In Gien, the night emergency service will remain closed for 6 months

In Gien the night emergency service will remain closed for

  • News
  • Published on
    Updated


    Reading 2 mins.

    in collaboration with

    Dr Gérald Kierzek (Medical Director)

    Deploring an excessive lack of staff, the Regional Health Agency of Centre-Val de Loire has decided to close the emergency services of Gien hospital for 6 months. But promises the establishment of a teleconsultation cabin, a decision that makes our medical director react.

    Faced with a system that is deteriorating throughout the territory, announcements of the closure of emergency services are linked, in all regions. But if some services close “a few nights”, for others, the delays are much longer. The Regional Health Agency (ARS) of Centre-Val de Loire announced on February 27, a 6-month closure, from March 1 to September, between 7 p.m. and 8 a.m., for the Gien hospital.

    Too many vacancies to stay open

    The ARS ensures that this decision will be temporary and is motivated by an excessive lack of personnel. According to the management of the hospital, at present, nine nursing positions out of twenty-four are indeed vacant. “We are also missing 20% ​​of doctors. We have all come to the end of what we could do. And the nights are destabilizing and massacring for health”advances Yves Lemée, the head of the emergency-Smur pole of the establishment, on a daily basis The Parisian.
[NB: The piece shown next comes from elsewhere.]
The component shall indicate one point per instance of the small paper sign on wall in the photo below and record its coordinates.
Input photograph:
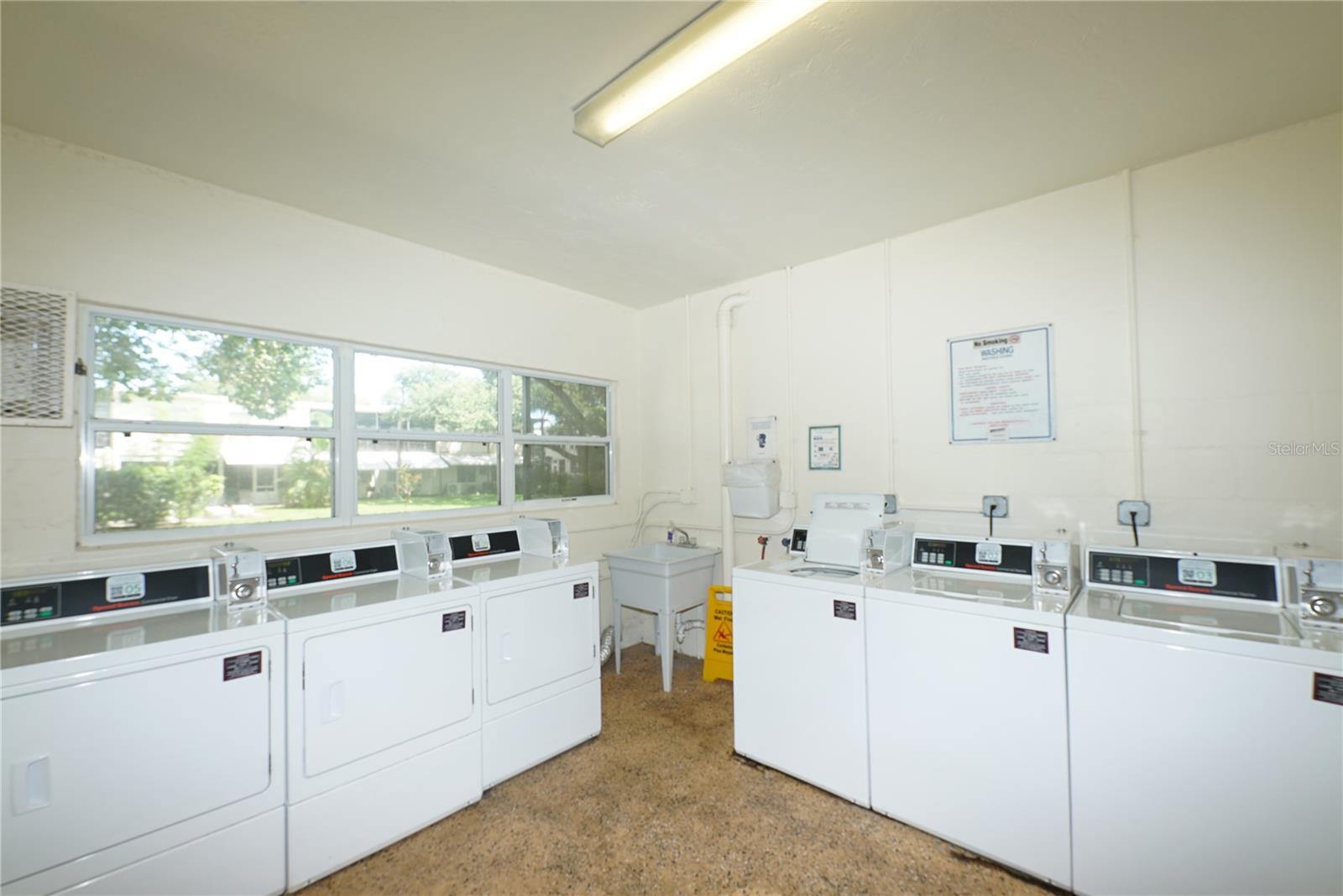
(823, 448)
(1002, 387)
    The Gien hospital is looking for a total of nine nurses and three doctors just for the emergency department. “In total, about thirty positions are unfilled throughout the establishment”, specifies Francis Cammal, mayor of Gien to the newspaper.

    In this context, how to get proper treatment, wonder the inhabitants nearby? The head of the emergency department assures him, “the SMUR will also continue to intervene if necessary, 24 hours a day, 7 days a week”. For its part, the ARS promises the establishment of a teleconsultation cabin, operational from 7:00 p.m. to 10:00 p.m.

    “Our health system is in the process of becoming third-worldized”

    A situation that does not fail to make Dr Gérald Kierzek, himself an emergency doctor and medical director of Doctissimo, react.

    “All of this, from closing to the teleconsultation cabin, is a scandal. It is already a scandal to close emergency services for lack of staff, when everything has been done to scare away health professionals and not to recruit. Today, there is no medical project, no attractiveness measures, recruitment difficulties… Temporary workers quickly become the scapegoats of this system while they make it possible to run services. Here we are at the stage after closing, with emergencies replaced by a teleconsultation cabin!”.

    Far from being a satisfactory solution, the teleconsultation booth is a completely irrelevant proposition for the doctor: “Installing a cabin in a third world country without medical services, yes, that’s progress. But not in a country like ours, instead of a structured offer, it’s a regression!”.

    In general, the emergency physician recalls that teleconsultation must be integrated into a course of care, and not be approached “instead” of a service, but in addition.

    “We have made enormous progress in terms of care, improvement in mortality, morbidity in many pathologies… But today, our health system is in the process of being “third-worldized” . Moreover, we forget that medicine is about humanity, about proximity, about examining people, listening to them… Is health still a priority in this country? Obviously not!”